예제 #1
0
    def configure(self, wf_creator, dimensions, **kwargs):
        """
        Set up the optimization config. Required before using OptTask, but only
        needs to be done once. To reconfigure, use MissionControl.reset and then
        use configure again.

        Args:

        wf_creator (function or str): The function object that creates the
            workflow based on a unique vector, x. Alternatively, the full string
            module path to that function, e.g. "mypkg.mymodule.my_wf_creator",
            which must importable and found in PYTHONPATH.
        dimensions ([tuple]): each 2-tuple in the list defines one dimension in
            the search space in (low, high) format.
            For categorical or discontinuous dimensions, includes all possible
            categories or values as a list of any length or a tuple of length>2.
            Example: dimensions = dim = [(1,100), (9.293, 18.2838), ("red",
            "blue", "green")].
        **kwargs: Keyword arguments for defining the optimization.
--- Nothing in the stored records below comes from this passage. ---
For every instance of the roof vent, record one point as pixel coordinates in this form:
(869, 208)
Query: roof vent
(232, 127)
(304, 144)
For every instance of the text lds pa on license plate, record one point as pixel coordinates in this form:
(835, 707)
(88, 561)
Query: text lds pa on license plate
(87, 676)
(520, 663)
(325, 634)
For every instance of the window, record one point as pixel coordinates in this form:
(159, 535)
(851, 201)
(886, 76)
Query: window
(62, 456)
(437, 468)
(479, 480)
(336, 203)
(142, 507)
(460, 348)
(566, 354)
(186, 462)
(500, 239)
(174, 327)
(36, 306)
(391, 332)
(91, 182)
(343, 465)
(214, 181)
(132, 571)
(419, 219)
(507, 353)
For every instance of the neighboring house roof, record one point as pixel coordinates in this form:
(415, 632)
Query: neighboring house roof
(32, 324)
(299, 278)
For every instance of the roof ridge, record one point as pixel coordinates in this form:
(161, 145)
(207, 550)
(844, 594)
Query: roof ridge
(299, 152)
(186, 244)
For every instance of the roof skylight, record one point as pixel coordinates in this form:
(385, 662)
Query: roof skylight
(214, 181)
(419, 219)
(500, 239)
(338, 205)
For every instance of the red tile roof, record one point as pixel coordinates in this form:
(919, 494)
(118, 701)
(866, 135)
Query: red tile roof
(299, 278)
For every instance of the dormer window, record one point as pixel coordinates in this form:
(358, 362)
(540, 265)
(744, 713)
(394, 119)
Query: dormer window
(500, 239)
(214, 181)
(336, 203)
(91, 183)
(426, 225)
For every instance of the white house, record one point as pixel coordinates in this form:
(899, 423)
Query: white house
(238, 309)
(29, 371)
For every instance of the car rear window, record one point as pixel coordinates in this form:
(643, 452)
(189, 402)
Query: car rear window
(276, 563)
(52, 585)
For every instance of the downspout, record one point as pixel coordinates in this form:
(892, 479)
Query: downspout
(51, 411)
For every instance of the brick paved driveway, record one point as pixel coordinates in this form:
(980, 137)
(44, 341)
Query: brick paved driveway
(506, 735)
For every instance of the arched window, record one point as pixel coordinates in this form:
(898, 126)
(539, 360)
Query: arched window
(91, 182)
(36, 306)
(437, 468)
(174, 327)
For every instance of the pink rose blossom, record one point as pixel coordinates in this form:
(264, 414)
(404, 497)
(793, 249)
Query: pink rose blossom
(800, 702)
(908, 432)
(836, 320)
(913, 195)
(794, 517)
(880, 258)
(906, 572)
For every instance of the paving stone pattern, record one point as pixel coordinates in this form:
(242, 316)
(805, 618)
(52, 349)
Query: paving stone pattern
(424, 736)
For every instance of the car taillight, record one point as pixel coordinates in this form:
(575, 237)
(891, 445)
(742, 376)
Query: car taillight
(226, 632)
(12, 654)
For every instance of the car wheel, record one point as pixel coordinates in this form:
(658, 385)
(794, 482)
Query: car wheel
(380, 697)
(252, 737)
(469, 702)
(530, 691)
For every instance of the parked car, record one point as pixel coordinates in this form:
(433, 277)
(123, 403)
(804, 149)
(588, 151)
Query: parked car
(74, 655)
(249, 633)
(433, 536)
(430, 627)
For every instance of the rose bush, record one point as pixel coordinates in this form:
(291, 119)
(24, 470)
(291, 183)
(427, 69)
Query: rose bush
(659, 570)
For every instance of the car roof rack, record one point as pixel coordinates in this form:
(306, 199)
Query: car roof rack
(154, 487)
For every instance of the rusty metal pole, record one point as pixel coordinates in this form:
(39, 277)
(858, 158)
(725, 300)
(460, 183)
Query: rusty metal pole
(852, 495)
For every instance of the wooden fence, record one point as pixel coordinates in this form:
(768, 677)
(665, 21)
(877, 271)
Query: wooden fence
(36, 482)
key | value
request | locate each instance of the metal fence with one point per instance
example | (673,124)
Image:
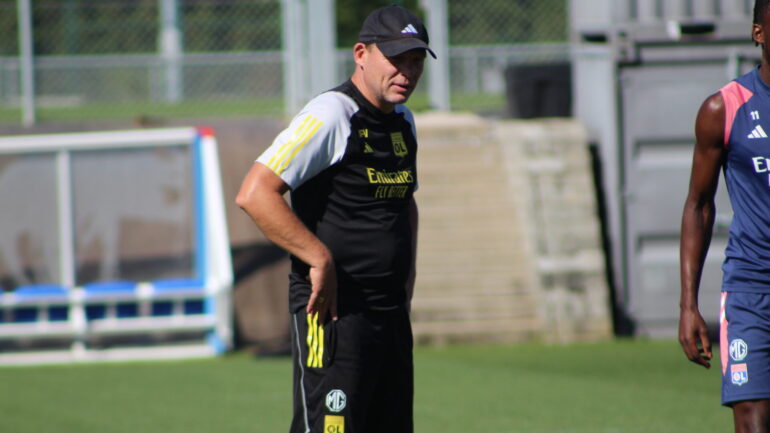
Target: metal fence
(117,59)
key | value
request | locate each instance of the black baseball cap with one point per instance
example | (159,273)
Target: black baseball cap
(395,30)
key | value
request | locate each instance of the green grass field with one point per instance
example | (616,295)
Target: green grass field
(622,386)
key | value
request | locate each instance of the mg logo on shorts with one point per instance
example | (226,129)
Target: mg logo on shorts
(335,400)
(739,374)
(738,349)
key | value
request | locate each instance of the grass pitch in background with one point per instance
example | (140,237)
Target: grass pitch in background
(622,386)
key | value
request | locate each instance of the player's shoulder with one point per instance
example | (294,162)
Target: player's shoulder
(331,107)
(406,112)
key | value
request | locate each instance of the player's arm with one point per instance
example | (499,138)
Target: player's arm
(697,225)
(261,196)
(414,222)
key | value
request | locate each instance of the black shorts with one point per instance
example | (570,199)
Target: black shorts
(354,375)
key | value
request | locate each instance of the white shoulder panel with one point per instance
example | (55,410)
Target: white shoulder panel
(315,139)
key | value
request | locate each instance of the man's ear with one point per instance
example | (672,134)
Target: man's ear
(757,34)
(359,53)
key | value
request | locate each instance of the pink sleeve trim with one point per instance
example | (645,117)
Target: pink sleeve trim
(734,96)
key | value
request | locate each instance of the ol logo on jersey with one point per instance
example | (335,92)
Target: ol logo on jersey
(399,145)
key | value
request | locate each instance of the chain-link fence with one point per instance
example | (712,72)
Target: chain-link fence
(118,59)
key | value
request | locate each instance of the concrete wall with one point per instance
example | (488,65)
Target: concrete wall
(509,244)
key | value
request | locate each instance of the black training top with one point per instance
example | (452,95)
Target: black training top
(352,172)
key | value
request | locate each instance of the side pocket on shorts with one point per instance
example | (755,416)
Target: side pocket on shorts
(331,342)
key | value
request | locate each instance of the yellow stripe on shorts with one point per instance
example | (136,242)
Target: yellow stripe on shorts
(315,342)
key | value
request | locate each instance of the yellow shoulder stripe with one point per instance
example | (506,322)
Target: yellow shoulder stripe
(304,132)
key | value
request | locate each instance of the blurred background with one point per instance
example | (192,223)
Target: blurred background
(112,59)
(555,135)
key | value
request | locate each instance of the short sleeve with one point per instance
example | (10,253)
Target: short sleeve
(314,141)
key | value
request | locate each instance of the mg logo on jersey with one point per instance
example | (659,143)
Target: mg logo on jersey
(738,349)
(399,145)
(335,400)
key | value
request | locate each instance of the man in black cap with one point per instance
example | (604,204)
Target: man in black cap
(348,159)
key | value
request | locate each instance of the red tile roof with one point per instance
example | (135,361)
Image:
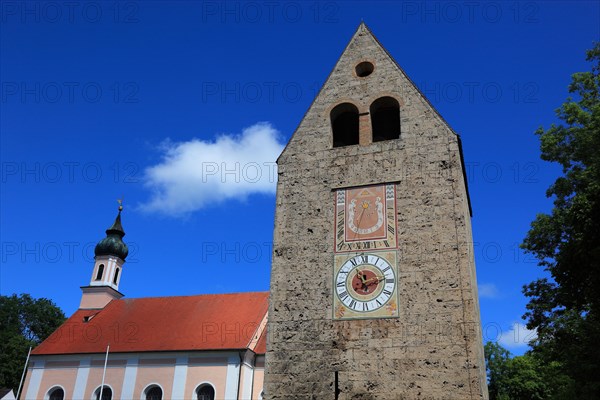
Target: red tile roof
(204,322)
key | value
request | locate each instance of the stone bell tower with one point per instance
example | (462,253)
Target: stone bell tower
(109,256)
(373,288)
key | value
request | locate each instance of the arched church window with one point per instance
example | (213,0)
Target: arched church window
(344,123)
(106,394)
(100,272)
(206,392)
(154,393)
(385,119)
(57,394)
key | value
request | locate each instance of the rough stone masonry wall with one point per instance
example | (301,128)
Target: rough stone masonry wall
(433,350)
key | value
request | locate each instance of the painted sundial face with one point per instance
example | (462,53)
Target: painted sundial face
(366,218)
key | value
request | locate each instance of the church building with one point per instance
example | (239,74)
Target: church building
(373,292)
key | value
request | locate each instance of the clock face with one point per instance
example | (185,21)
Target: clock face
(365,286)
(366,218)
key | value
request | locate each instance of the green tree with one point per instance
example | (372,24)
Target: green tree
(25,322)
(524,377)
(565,309)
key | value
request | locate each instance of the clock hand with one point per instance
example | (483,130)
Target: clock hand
(376,279)
(360,274)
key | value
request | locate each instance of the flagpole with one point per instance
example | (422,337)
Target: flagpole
(23,375)
(104,372)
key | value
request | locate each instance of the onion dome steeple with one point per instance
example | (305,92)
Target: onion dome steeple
(112,244)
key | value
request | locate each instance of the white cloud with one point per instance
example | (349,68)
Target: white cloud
(487,291)
(198,173)
(517,336)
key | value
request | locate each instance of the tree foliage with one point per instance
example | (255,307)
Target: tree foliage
(25,322)
(565,310)
(525,377)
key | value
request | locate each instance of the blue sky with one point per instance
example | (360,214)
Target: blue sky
(103,100)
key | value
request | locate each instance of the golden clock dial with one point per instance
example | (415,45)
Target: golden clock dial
(365,286)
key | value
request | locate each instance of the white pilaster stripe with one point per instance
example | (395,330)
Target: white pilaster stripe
(81,381)
(34,382)
(179,378)
(233,376)
(247,387)
(129,378)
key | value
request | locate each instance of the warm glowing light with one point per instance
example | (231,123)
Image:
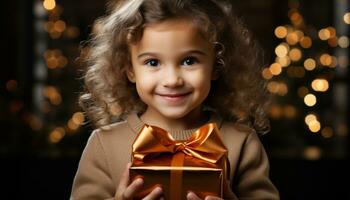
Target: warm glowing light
(71,125)
(78,118)
(298,72)
(324,34)
(326,59)
(290,111)
(309,118)
(59,26)
(282,50)
(314,126)
(302,91)
(320,85)
(296,18)
(57,134)
(266,73)
(312,153)
(309,64)
(275,69)
(310,100)
(327,132)
(305,42)
(332,31)
(347,18)
(283,61)
(292,38)
(295,54)
(277,88)
(281,32)
(333,42)
(49,4)
(343,42)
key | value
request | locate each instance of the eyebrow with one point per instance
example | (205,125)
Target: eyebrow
(186,52)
A full list
            of possible kwargs is given below:

            Optimization data:
            opt_label (str): The label to use for this collection of
                optimization data.

            Workflow creator function:
            wf_creator_args (list): the positional args to be passed to the
                wf_creator function alongsize the new x vector
            wf_creator_kwargs (dict): details the kwargs to be passed to the
                wf_creator function alongside the new x vector

            Predictors (optimization):
            predictor (function or str): a function which given a list of
                searched points and unsearched points, returns an optimized
                guess.

                To use a builtin predictor, pass in one of:
                    'GaussianProcessRegressor',
                    'RandomForestRegressor',
                    'ExtraTreesRegressor',
                    'GradientBoostingRegressor',
                    'random' (random guess)
                The default is 'GaussianProcessRegressor'

                To use a custom predictor, pass in the function object.
                Alternatively, the full string module path to that function,
                e.g. "mypkg.mymodule.my_predictor", which must importable and
                found in PYTHONPATH.
                Example builtin predictor: 'GaussianProcessRegressor'
                Example custom predictor: my_predictor
                Example custom predictor 2: 'my_pkg.my_module.my_predictor'
            predictor_args (list): the positional args to be passed to the model
                along with a list of points to be searched. For sklearn-based
                predictors included in OptTask, these positional args are passed
                to the init method of the chosen model. For custom predictors,
                these are passed to the chosen predictor function alongside the
                searched guesses, the output from searched guesses, and an
                unsearched space to be used with optimization.
            predictor_kwargs (dict): the kwargs to be passed to the model.
                Similar to predictor_args.
            n_search_pts (int): The number of points to be searched in the
                search space when choosing the next best point. Choosing more
                points to search may increase the effectiveness of the
                optimization but take longer to evaluate. The default is 1000.
            n_train_pts (int): The number of already explored points to be
                chosen for training. Default is None, meaning all available
                points will be used for training. Reduce the number of points to
                decrease training times.
            n_bootstraps (int): The number of times each optimization should,
                sample, train, and predict values when generating uncertainty
                estimates for prediction. At least 10 data points must be
                present for bootstrapping. Not used if: acq not specified,
                custom predictor used, or GaussianProcessRegressor used.
            acq (str): The acquisition function to use. Can be 'ei' for expected
                improvement, 'pi' for probability of improvement, or 'lcb' for
                lower confidence bound. Defaults to None, which means no
                acquisition function is used, and the highest predicted point is
                picked (greedy algorithm). Only applies to builtin predictors.
            space_file (str): The fully specified path of a pickle file
                containing a list of all possible searchable vectors.
                For example '/Users/myuser/myfolder/myspace.p'. When loaded,
                this space_file should be a list of tuples.
            onehot_categorical (bool): If True, preprocesses categorical data
                (strings) to one-hot encoded binary arrays for use with custom
                predictor functions. Default False.
            duplicate_check (bool): If True, checks that custom optimizers are
                not making duplicate guesses; all built-in optimizers cannot
                duplicate guess. If the custom predictor suggests a duplicate,
                OptTask picks a random guess out of the remaining untried space.
                Default is no duplicate check, and an error is raised if a
                duplicate is suggested.
            tolerances (list): The tolerance of each feature when duplicate
                checking. For categorical features, put 'None'
                Example: Our dimensions are [(1, 100), ['red', 'blue'],
                (2.0, 20.0)]. We want our first parameter to be  a duplicate
                only if it is exact, and our third parameter to be a duplicate
                if it is within 1e-6. Then:
                    tolerances=[0, None, 1e-6]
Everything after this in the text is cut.